Alors que 2024 est une année d'élections, beaucoup d'observateurs ont alerté sur la menace "majeure" de l'IA comme arme de désinformation lors de campagnes électorales. Mais ces dernières semaines, plusieurs chercheurs ont appelé à nuancer les peurs autour de l'IA et souligné la nécessité de penser la désinformation comme un problème politique et non uniquement technologique.

2024, année de campagne électorale… et de nouvelles formes de désinformation ? Cette année, plus de quatre milliards d'électeurs seront appelés aux urnes pour cette année décrite par The Economist comme "la plus grosse année d'élections de l'histoire".

Mais de nombreux observateurs s'inquiètent des menaces qui planent sur l'intégrité de ces différents scrutins. En cause notamment : l'arrivée de nouveaux outils de génération de contenus par intelligence artificielle (IA), à même de provoquer la diffusion massive de fausses informations en tout genre, des deepfakes aux photos manipulées.

"Les contenus synthétiques vont manipuler les individus"

Ces derniers mois, plusieurs de ces contenus ont été repérés lors de scrutins dans plusieurs pays.

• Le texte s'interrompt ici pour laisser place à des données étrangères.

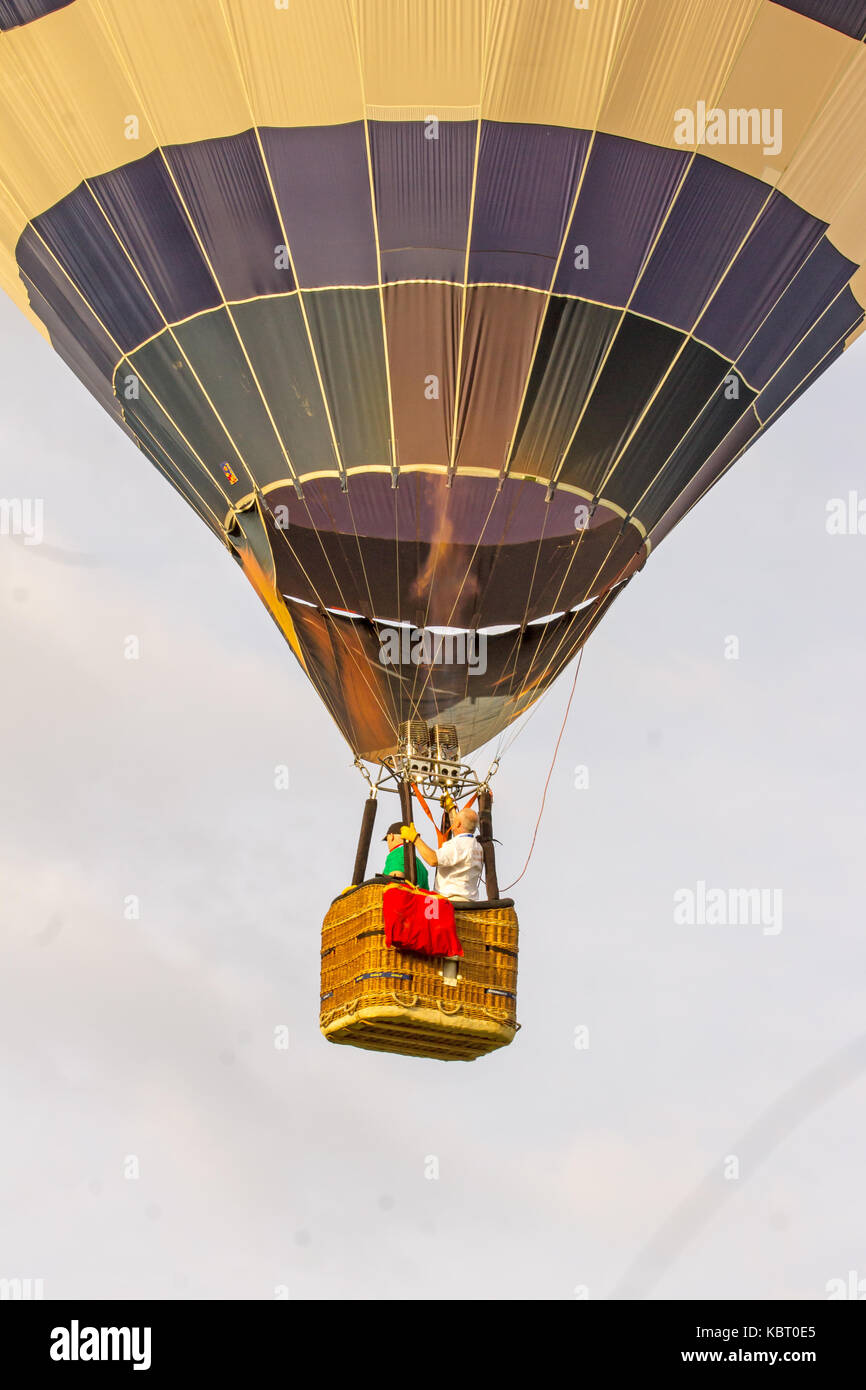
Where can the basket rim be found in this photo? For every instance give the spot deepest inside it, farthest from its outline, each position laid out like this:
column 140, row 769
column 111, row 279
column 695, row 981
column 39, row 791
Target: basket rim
column 381, row 880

En Argentine, les deux candidats à l'élection présidentielle de novembre dernier Javier Milei et Sergio Massa, qui ont par ailleurs utilisé l'IA pour des spots et affiches de campagne, ont été tous deux victimes de deepfakes, raconte le Courrier International.

Une situation qui a poussé le New York Times à se demander si cette élection argentine n'avait pas été "la première élection générée par IA".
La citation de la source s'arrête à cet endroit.